The renovations included opening up the interior so players can now look through the length of the casino. A sweeping staircase traverses the width of the casino floor. Architectural ceilings, woodwork, new tile and stonework and vibrantly hued carpets aim to make the casino “its own work of art,” a press release issued by Sycuan states.
One of the first phases, completed in May, was Paipa’s Buffet. Moved to a new location in the casino’s smoke-free wing, Paipa’s now features bold colors, an iconic flame sculpture, ample and comfortable seating.
The executive chef has also expanded menu offerings at the buffet, which now includes “surf and turf” complete with snow crab legs, shrimp and sushi as well as prime rib, steak and chops. The buffet also has a pizza station, “comfort food” station, and an upscale dessert bar.
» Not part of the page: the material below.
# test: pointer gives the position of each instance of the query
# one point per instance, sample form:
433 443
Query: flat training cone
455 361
Sports fans will find plenty to cheer about in a new GameDay Sports Bar & Grill filled with memorabilia from local and national sports teams and sports celebrities. The bar has special sections for various sports, from golf and auto racing to football, basketball and baseball. Think of it as a museum where you can also get a drink while watching your favorite sports team on 39 big-screen TVs and five projection TVs.
Memorabilia includes original front-row Petco Park owner’s seats from behind home plate, a Bill Walton jersey, Jimmie Johnson’s NASCAR motor and driving suit, a San Diego chicken costume, and the Louisville Slugger bat from the old Jack Murphy stadium entrance.
A 457-seat “Sycuan Live & Up Close” theater boasts high quality acoustics in an intimate setting. “From the back seat, you feel like you’re up front in your living room,” Tabor quipped. The theater brings in entertainment including concerts, comedians and more.
Other remodeled areas include the 880-seat bingo hall (complete with “cosmic bingo” featuring special effects), Sunset Deli, Snack Bar, and even the restrooms.
Originally opened in 1983 by the Sycuan band of the Kumeyaay Nation, the casino was the first Native American gaming operation in San Diego County.
It started as a “dry” casino but obtained a temporary alcohol permit two years ago and now, a permanent alcohol permit after a study found no increase in alcohol-related accidents in the area. The tribe has opted voluntarily not to serve alcohol on the casino floor, restricting alcohol to designated areas including restaurants, bars, and the Primrose Room.
The casino includes 2,000 reel and video slot machines, over 40 gaming tables, poker, bingo, off-track betting, San Diego’s largest fully enclosed non-smoking gaming room with separate entrance, restaurants, a sports bar, gift shop, and a theater with headliner entertainment.
Casino profits have enabled the tribe to not only improve life for tribal members, but also benefit the community through gifts to numerous civic and charitable organizations. The tribe has since established the Sycuan Tribal Development Corporation and went on to acquire the Singing Hills golf and tennis resort (now Sycuan Resort) as well as the historic U.S. Grant Hotel in downtown San Diego and more.
“In 1875, President Grant put us here, on one square mile,” tribal chairman Daniel Tucker reflected, noting that with the tribe’s acquisition of the U.S. Grant Hotel in its historic territory downtown, “Now we’ve come full circle.”
He praised the tribal council for giving the casino remodel design team ample freedom to exercise its creativity, adding that the team has done “a tremendous job.”